Code to read from the Delta table using readStream
# schema defined, if we have the json version we can use it
rdSchema = ("StudentId int, " +
"Name string, " +
"Subject string, " +
"Mark int")
data_readstream = (
spark.readStream
.schema(rdSchema)
.format("orc")
.load('/dbfs/FileStore/sample_data/student_data/') #path to the orc file
)
Code defines the batch loader to merge dataframe and upsert delta table score
def upsertDataUsingBatchLoader(df, batch_id):
#datapartition = 'studentid_p'
data_msg_df = (df) # we can use the df dataframe directly instead of use another variable.
#display(data_msg_df)
## create a temp table in Databricks spark
data_msg_df.createOrReplaceTempView("temp_student_tbl")
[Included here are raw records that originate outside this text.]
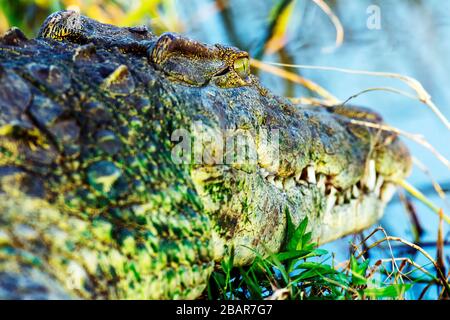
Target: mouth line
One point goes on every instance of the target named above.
(370, 184)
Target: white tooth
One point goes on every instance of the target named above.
(378, 185)
(331, 200)
(321, 183)
(311, 174)
(388, 191)
(355, 191)
(371, 176)
(289, 183)
(279, 183)
(297, 176)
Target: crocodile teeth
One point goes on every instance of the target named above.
(321, 183)
(311, 174)
(378, 185)
(279, 183)
(371, 176)
(298, 176)
(355, 191)
(388, 191)
(289, 183)
(331, 201)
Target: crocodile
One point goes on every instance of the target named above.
(131, 164)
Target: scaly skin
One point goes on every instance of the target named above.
(94, 204)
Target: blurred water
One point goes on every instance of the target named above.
(414, 40)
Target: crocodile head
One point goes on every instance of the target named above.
(255, 156)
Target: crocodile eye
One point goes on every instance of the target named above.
(242, 67)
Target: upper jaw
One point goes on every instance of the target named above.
(337, 174)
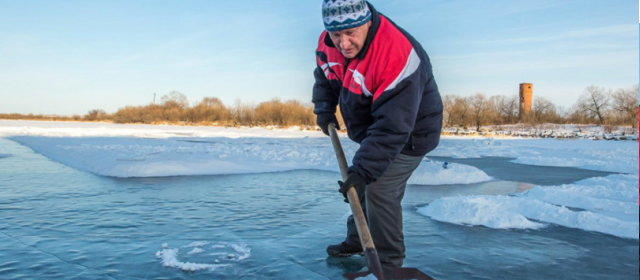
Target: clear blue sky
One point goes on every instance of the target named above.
(68, 57)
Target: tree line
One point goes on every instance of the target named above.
(596, 105)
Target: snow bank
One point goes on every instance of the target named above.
(223, 254)
(93, 129)
(144, 157)
(607, 205)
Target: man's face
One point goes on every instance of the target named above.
(350, 41)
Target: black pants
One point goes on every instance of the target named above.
(381, 204)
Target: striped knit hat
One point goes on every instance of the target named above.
(344, 14)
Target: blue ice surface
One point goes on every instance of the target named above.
(60, 223)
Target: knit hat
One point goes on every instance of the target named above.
(344, 14)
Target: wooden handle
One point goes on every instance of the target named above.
(352, 195)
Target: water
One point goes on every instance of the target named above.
(60, 223)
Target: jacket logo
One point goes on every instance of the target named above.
(358, 78)
(325, 67)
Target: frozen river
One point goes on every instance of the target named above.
(60, 218)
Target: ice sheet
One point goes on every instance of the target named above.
(607, 205)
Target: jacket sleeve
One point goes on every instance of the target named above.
(325, 97)
(394, 111)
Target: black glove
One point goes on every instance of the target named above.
(354, 180)
(324, 119)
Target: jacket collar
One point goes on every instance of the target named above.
(373, 29)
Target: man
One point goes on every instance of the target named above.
(382, 80)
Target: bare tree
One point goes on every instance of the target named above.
(544, 111)
(175, 99)
(505, 108)
(479, 109)
(624, 103)
(594, 103)
(448, 102)
(460, 112)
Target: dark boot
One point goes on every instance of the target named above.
(344, 250)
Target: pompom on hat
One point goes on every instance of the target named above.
(344, 14)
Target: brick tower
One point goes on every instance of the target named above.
(526, 97)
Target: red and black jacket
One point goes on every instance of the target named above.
(387, 94)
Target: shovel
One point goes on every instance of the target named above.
(371, 255)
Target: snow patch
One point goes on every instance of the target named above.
(442, 173)
(221, 254)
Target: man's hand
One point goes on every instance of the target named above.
(354, 180)
(324, 119)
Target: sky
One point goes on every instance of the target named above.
(69, 57)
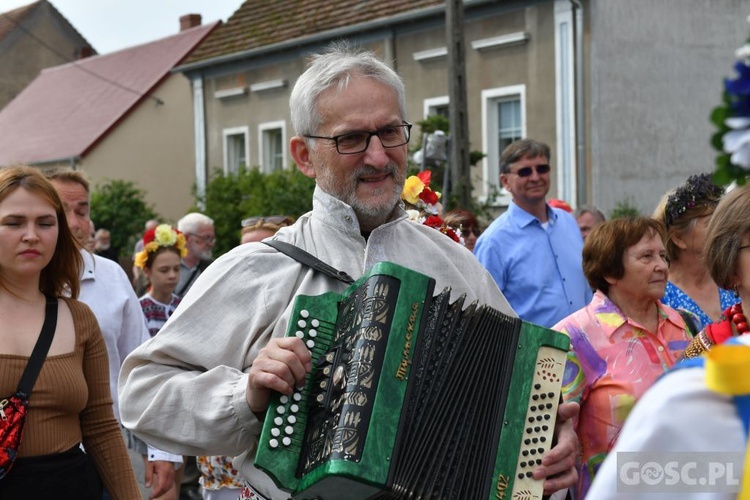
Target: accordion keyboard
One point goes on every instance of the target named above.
(540, 418)
(290, 418)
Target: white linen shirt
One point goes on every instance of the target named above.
(106, 289)
(677, 414)
(184, 390)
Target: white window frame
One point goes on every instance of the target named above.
(435, 102)
(491, 162)
(244, 131)
(263, 142)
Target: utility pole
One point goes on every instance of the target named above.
(460, 180)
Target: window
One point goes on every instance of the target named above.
(272, 146)
(503, 121)
(436, 106)
(235, 149)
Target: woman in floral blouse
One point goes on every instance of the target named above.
(624, 339)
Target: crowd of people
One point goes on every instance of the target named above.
(181, 360)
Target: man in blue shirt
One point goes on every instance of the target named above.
(533, 250)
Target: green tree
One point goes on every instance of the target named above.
(120, 207)
(231, 198)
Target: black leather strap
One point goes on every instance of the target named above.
(39, 354)
(309, 260)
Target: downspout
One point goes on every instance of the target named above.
(582, 170)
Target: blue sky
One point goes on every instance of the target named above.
(111, 25)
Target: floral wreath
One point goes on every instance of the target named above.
(697, 191)
(732, 118)
(163, 236)
(421, 204)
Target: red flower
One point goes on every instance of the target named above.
(434, 221)
(149, 236)
(425, 176)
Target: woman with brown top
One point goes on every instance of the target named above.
(70, 403)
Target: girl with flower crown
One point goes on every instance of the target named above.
(163, 249)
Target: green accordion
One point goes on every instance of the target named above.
(413, 396)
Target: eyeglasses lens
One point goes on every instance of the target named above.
(527, 171)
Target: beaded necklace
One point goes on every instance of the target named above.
(735, 314)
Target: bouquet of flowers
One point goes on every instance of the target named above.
(732, 118)
(422, 204)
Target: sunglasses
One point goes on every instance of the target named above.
(527, 171)
(275, 220)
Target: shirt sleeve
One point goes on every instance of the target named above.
(101, 433)
(678, 414)
(184, 391)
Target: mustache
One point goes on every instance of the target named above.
(367, 170)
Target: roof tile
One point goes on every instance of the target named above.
(258, 23)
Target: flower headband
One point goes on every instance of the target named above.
(698, 191)
(163, 236)
(420, 199)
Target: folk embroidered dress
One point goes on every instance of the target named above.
(612, 361)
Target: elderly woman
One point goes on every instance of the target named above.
(624, 339)
(727, 257)
(694, 409)
(686, 213)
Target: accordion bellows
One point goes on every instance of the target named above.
(413, 396)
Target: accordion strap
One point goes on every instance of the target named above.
(309, 260)
(38, 355)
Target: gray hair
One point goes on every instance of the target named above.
(520, 149)
(193, 221)
(335, 68)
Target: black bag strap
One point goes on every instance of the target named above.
(309, 260)
(38, 355)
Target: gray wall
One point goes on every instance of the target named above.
(656, 72)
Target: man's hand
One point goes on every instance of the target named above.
(160, 475)
(558, 466)
(280, 366)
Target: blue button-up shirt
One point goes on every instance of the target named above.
(538, 269)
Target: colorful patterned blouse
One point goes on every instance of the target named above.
(676, 298)
(217, 472)
(157, 313)
(612, 361)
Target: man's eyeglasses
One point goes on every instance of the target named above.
(205, 239)
(275, 220)
(527, 171)
(353, 143)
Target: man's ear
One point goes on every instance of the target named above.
(301, 154)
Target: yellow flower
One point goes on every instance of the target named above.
(181, 245)
(165, 236)
(412, 188)
(141, 258)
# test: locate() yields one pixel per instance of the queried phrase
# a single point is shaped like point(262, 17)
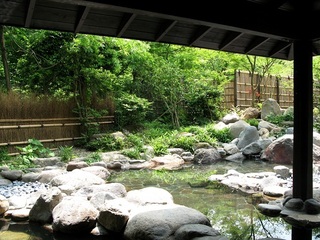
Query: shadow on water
point(231, 212)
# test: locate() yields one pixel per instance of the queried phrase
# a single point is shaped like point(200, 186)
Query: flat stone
point(269, 209)
point(300, 219)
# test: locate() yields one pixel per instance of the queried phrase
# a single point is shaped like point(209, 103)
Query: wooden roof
point(256, 27)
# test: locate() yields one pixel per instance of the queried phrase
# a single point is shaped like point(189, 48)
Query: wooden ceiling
point(255, 27)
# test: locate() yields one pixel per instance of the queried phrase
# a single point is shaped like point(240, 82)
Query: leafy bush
point(66, 153)
point(280, 119)
point(131, 110)
point(106, 143)
point(93, 157)
point(34, 149)
point(253, 122)
point(4, 155)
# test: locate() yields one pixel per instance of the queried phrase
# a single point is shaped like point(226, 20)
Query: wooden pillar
point(303, 129)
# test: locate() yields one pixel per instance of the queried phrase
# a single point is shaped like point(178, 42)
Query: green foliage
point(4, 155)
point(93, 157)
point(132, 153)
point(106, 143)
point(253, 122)
point(280, 119)
point(131, 109)
point(65, 153)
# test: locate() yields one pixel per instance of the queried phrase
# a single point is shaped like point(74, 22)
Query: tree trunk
point(5, 59)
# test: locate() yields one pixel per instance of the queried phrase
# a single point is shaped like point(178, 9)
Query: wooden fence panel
point(51, 132)
point(239, 92)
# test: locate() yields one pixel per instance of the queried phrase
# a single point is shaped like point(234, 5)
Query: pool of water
point(233, 213)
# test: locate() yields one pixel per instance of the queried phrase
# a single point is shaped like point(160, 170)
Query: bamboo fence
point(51, 132)
point(238, 93)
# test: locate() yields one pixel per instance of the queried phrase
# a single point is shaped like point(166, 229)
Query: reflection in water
point(230, 212)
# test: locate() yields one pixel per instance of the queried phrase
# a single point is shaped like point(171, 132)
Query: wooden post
point(235, 88)
point(303, 129)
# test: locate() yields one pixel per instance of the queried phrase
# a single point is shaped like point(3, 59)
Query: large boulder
point(160, 222)
point(74, 215)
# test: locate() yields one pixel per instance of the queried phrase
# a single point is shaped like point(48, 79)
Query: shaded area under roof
point(255, 27)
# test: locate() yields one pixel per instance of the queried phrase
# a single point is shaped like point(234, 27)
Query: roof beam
point(201, 31)
point(204, 14)
point(31, 6)
point(256, 42)
point(279, 47)
point(229, 38)
point(83, 17)
point(165, 28)
point(125, 23)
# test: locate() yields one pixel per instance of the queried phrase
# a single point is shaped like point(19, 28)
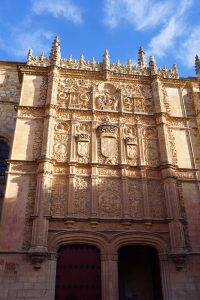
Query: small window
point(4, 152)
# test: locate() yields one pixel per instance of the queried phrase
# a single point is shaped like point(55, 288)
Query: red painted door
point(78, 275)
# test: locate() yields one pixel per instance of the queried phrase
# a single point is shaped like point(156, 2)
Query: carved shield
point(83, 148)
point(132, 151)
point(108, 146)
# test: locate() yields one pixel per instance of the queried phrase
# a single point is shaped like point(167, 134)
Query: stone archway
point(78, 274)
point(139, 273)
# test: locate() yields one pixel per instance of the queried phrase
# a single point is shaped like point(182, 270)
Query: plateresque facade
point(103, 155)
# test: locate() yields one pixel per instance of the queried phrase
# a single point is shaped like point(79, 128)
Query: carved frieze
point(109, 197)
point(82, 196)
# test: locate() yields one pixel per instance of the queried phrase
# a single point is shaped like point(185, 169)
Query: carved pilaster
point(125, 204)
point(38, 250)
point(146, 203)
point(122, 144)
point(73, 143)
point(94, 143)
point(176, 230)
point(109, 271)
point(70, 203)
point(94, 204)
point(161, 125)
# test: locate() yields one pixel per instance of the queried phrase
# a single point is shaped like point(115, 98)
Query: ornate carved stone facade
point(104, 154)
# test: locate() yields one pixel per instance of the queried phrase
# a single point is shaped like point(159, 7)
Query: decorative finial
point(197, 65)
point(81, 58)
point(30, 55)
point(55, 52)
point(106, 60)
point(141, 58)
point(175, 69)
point(152, 65)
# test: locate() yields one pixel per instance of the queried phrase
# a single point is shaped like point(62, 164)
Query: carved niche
point(151, 149)
point(109, 197)
point(107, 97)
point(83, 142)
point(37, 139)
point(82, 196)
point(137, 98)
point(156, 196)
point(75, 93)
point(189, 104)
point(59, 196)
point(135, 198)
point(61, 141)
point(108, 144)
point(131, 144)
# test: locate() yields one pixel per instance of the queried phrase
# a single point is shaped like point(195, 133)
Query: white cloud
point(174, 28)
point(38, 41)
point(190, 48)
point(58, 8)
point(142, 14)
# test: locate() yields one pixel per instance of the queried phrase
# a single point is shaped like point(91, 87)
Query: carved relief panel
point(83, 131)
point(156, 197)
point(37, 139)
point(82, 196)
point(59, 196)
point(131, 144)
point(137, 98)
point(61, 141)
point(108, 146)
point(151, 149)
point(109, 197)
point(135, 198)
point(107, 97)
point(75, 93)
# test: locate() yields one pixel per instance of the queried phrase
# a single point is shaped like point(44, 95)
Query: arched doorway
point(78, 275)
point(139, 273)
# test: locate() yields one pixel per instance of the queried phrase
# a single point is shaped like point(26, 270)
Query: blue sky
point(167, 29)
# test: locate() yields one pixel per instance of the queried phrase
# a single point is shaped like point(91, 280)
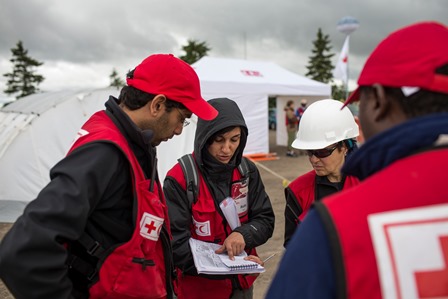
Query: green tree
point(319, 65)
point(22, 80)
point(194, 50)
point(115, 80)
point(338, 92)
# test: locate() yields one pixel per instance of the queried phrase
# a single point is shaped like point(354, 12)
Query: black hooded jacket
point(218, 177)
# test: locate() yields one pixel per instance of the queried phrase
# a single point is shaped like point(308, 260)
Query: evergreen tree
point(115, 80)
point(319, 65)
point(338, 92)
point(194, 50)
point(22, 80)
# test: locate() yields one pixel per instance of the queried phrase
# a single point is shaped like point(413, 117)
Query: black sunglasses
point(322, 153)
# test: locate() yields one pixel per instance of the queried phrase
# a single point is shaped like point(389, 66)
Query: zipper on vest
point(143, 262)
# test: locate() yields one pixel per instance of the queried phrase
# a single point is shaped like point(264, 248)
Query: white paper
point(208, 262)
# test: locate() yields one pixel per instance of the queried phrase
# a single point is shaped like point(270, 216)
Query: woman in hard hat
point(327, 133)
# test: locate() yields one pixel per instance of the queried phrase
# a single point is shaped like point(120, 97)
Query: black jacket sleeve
point(179, 210)
point(32, 254)
point(292, 213)
point(261, 222)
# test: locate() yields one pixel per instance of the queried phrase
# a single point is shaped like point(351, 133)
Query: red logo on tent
point(251, 73)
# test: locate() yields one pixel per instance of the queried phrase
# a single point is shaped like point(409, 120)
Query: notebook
point(208, 262)
point(239, 263)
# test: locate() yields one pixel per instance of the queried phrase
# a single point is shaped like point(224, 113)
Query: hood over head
point(229, 114)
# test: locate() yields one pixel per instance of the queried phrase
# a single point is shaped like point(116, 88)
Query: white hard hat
point(324, 123)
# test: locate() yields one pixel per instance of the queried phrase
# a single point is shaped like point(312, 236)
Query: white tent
point(250, 84)
point(37, 131)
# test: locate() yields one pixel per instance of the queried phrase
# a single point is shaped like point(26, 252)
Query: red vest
point(392, 231)
point(303, 188)
point(135, 269)
point(208, 226)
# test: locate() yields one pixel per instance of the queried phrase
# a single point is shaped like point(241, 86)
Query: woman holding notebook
point(194, 189)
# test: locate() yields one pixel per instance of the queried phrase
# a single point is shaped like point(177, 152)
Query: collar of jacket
point(396, 143)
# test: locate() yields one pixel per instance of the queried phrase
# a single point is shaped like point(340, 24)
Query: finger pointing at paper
point(234, 244)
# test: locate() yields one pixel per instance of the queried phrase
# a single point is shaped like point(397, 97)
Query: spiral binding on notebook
point(243, 266)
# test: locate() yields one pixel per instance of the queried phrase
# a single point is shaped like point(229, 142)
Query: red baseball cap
point(174, 78)
point(408, 57)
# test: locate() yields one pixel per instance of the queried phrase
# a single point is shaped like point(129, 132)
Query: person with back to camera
point(291, 127)
point(217, 158)
point(387, 236)
point(100, 228)
point(327, 144)
point(301, 109)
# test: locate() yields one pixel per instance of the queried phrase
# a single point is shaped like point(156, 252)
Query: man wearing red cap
point(388, 236)
point(100, 228)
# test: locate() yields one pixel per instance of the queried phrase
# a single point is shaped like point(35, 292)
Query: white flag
point(341, 69)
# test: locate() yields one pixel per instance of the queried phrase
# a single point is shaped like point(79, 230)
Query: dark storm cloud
point(118, 33)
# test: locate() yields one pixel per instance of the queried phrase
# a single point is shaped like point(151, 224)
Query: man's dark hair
point(423, 102)
point(134, 99)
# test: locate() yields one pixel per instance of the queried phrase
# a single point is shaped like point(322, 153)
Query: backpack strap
point(243, 168)
point(190, 171)
point(191, 176)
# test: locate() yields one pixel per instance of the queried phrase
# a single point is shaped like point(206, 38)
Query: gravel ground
point(273, 173)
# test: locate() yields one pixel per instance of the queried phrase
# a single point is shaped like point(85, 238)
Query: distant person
point(100, 228)
point(291, 127)
point(301, 109)
point(388, 236)
point(327, 134)
point(221, 172)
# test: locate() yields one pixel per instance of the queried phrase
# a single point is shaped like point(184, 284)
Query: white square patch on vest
point(411, 249)
point(150, 226)
point(202, 228)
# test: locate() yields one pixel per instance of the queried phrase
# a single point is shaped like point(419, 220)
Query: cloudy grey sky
point(81, 41)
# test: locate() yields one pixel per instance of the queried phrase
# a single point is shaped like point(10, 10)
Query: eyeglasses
point(182, 118)
point(322, 153)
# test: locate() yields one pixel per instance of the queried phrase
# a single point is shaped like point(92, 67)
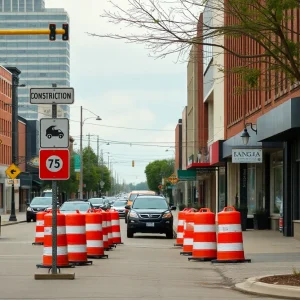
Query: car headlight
point(133, 214)
point(167, 215)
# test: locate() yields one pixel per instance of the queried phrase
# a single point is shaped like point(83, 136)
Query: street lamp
point(81, 154)
point(15, 132)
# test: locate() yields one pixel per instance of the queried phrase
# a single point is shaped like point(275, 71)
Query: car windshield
point(132, 196)
point(150, 203)
point(41, 201)
point(97, 201)
point(47, 194)
point(72, 206)
point(120, 203)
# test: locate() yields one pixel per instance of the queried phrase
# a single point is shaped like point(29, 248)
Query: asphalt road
point(145, 267)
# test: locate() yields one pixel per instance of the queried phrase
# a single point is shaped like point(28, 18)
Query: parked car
point(37, 204)
point(46, 193)
point(132, 195)
point(72, 206)
point(119, 206)
point(150, 214)
point(99, 203)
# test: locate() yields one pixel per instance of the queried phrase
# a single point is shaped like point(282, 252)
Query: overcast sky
point(126, 88)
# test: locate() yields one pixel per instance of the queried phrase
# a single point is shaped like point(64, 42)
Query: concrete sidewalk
point(21, 218)
point(271, 254)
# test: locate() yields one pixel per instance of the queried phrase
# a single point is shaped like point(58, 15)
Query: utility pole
point(97, 150)
point(81, 158)
point(89, 139)
point(15, 133)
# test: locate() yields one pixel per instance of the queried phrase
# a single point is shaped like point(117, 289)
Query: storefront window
point(222, 188)
point(277, 194)
point(251, 189)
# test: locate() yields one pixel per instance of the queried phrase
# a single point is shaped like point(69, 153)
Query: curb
point(252, 285)
point(14, 223)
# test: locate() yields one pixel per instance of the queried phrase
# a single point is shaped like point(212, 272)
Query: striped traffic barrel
point(62, 251)
point(188, 233)
point(230, 247)
point(94, 235)
point(76, 238)
point(39, 228)
point(115, 227)
point(109, 229)
point(204, 237)
point(180, 228)
point(104, 229)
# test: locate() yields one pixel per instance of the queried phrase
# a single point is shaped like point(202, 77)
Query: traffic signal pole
point(51, 31)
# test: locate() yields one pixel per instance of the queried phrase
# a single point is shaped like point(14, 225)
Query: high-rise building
point(42, 62)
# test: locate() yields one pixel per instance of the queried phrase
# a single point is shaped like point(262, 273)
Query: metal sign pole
point(54, 212)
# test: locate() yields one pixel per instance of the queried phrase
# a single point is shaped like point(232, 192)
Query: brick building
point(270, 180)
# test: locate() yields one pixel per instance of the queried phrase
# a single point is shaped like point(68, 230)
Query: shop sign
point(191, 159)
point(186, 175)
point(251, 156)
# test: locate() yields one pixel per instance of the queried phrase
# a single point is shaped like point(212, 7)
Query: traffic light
point(65, 36)
point(52, 35)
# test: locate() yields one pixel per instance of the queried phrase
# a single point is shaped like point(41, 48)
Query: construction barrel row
point(79, 236)
point(203, 240)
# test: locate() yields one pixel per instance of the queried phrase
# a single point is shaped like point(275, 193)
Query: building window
point(277, 182)
point(251, 188)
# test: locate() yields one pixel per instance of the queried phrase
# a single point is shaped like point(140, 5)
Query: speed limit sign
point(54, 164)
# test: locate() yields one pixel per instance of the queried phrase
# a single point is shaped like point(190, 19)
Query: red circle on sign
point(54, 164)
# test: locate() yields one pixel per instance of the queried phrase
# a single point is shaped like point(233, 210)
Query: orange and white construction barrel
point(76, 238)
point(188, 234)
point(180, 228)
point(62, 251)
point(205, 238)
point(230, 247)
point(94, 236)
point(115, 227)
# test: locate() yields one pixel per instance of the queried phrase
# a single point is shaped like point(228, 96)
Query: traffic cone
point(205, 239)
point(39, 228)
point(188, 234)
point(230, 247)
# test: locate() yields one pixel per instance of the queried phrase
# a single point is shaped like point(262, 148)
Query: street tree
point(168, 27)
point(157, 170)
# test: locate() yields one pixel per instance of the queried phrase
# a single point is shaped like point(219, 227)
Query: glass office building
point(41, 62)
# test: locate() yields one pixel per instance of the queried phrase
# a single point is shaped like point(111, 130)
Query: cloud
point(126, 88)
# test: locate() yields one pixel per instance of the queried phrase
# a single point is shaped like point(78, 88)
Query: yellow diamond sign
point(12, 171)
point(173, 179)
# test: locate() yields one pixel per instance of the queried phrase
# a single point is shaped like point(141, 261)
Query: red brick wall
point(22, 146)
point(5, 117)
point(202, 107)
point(247, 106)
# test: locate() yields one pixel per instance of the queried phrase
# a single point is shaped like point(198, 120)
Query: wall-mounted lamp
point(245, 135)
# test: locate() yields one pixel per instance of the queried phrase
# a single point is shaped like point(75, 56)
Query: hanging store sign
point(251, 156)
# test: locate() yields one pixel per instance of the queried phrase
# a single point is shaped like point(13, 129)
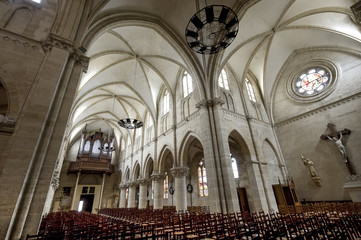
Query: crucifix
point(336, 137)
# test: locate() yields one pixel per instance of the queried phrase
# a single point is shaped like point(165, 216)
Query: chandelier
point(212, 29)
point(131, 123)
point(108, 144)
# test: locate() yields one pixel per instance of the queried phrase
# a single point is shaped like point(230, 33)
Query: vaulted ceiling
point(143, 51)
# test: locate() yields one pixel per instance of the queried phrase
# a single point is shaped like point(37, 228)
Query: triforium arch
point(249, 187)
point(273, 172)
point(194, 172)
point(9, 96)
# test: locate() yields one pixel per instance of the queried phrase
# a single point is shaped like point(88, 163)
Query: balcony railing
point(91, 167)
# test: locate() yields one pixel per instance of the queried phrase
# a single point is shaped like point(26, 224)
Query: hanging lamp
point(107, 148)
point(212, 29)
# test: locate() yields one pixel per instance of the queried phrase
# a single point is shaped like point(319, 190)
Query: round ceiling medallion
point(312, 81)
point(212, 29)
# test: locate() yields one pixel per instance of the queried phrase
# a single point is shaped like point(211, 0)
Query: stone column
point(158, 190)
point(123, 200)
point(143, 185)
point(131, 194)
point(180, 174)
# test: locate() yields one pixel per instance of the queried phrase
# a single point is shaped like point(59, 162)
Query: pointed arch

# use the sparksession to merge the table
data_msg_df._jdf.sparkSession().sql("""
MERGE INTO demo_db.score mdt
USING temp_student_tbl tst
ON mdt.StudentId = tst.StudentId
WHEN MATCHED THEN UPDATE SET *
WHEN NOT MATCHED THEN INSERT *
""")
Code to write the information to Delta table using writeStream
data_writestream = (
data_readstream
.repartition(1)
.writeStream
.trigger(once=True)
.format("delta")
.option("checkpointLocation", "/dbfs/FileStore/sample_data/update_tbl/")
.foreachBatch(upsertDataUsingBatchLoader) #Pass in the funtion that uses the batch loader
.start()
)
Output
- After executing the above write stream, the output will be more like in below snapshot
Output
- Finally the score table will be updated with the data.